The National School Transportation Association alerted its members today on the U.S. Environmental Protection Agency’s new pilot school bus rebate program, which for the first time makes funds available directly to private contractors under contract to local public school districts.
The new $2 million rebate program is part of the EPA’s Diesel Emission Reduction Act (DERA) grant program, which already has provided more than $3 million in funding to NSTA members alone to replace old diesel-powered school buses with new clean-burning buses. Unlike the involved and lengthy application process for the grant funding, the pilot rebate program is a relatively quick and easy way to secure roughly 25 percent of the cost of new buses.
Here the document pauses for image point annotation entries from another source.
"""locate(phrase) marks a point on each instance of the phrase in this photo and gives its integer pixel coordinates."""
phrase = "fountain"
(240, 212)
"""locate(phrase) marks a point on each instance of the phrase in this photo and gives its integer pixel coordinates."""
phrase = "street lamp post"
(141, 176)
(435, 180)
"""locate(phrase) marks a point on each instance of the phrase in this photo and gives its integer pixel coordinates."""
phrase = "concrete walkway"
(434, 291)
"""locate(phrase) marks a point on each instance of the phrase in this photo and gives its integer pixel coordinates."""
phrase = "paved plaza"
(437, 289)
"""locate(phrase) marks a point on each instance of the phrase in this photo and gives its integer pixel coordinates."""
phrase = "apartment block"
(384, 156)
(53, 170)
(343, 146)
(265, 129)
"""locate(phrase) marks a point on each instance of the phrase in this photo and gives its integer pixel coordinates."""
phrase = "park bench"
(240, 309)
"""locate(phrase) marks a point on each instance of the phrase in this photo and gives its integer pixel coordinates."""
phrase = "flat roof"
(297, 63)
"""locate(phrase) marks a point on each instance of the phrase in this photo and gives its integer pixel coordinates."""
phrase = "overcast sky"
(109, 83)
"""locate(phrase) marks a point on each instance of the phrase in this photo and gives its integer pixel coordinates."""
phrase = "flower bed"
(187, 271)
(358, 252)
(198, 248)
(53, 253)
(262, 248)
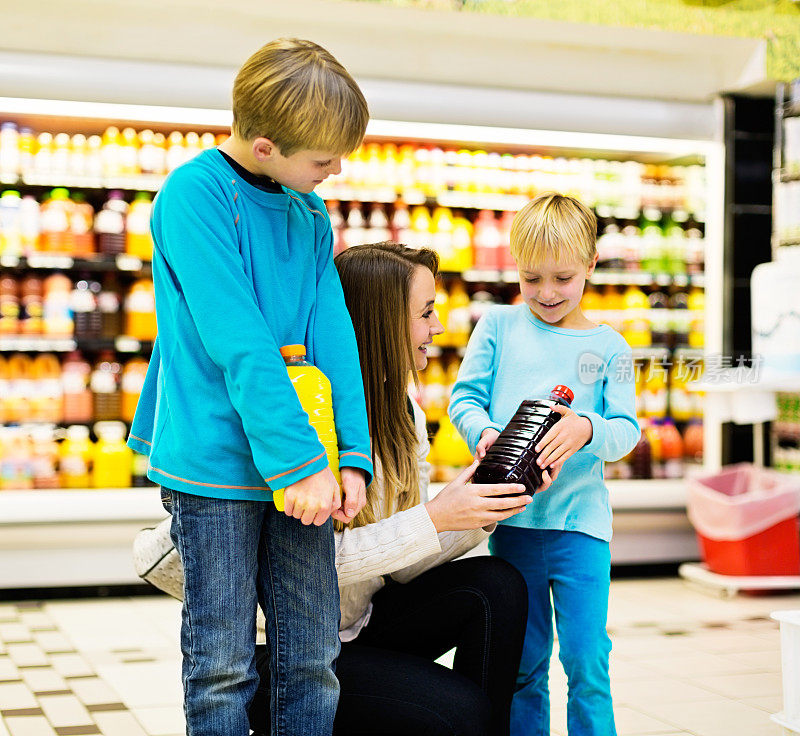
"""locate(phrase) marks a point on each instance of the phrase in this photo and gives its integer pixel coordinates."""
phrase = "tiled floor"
(684, 662)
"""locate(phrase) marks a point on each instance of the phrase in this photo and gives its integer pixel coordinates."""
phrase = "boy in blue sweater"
(561, 541)
(243, 265)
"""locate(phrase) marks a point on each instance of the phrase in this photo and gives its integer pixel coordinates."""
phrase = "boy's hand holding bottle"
(563, 440)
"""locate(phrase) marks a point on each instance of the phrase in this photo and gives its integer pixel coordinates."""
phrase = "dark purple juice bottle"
(512, 458)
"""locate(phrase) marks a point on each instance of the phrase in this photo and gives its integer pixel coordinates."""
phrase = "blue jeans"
(237, 555)
(576, 569)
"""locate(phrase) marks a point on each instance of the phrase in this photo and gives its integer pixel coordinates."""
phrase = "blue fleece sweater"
(513, 356)
(239, 272)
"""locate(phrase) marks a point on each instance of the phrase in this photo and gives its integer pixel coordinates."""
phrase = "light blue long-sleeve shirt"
(513, 356)
(239, 272)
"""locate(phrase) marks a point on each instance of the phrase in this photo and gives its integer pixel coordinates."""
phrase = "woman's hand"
(564, 439)
(462, 505)
(488, 437)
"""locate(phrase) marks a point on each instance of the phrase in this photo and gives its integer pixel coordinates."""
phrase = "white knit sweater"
(402, 546)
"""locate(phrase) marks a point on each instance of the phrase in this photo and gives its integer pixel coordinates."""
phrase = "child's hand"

The EPA will continue its grant program, but is evaluating whether rebates may be an easier and more efficient way to get the funds out under DERA, the association said in a statement.
As part of the rebate program, an operator must permanently destroy a 1994 to 2003 diesel-powered school bus currently being used to transport school children at least 10,000 miles in the most recent year. If accepted in the program, applicants would have to replace the scrapped bus with a new 2012 model-year school bus, be it diesel, alternative fuel or hybrid buses of equal or smaller size.
Applicants are limited to a maximum of five buses, but depending on the number of applicants received, EPA expects to use a lottery to decide who will receive funds. Depending on the number of applicants, not all eligible applicants are likely to be accepted.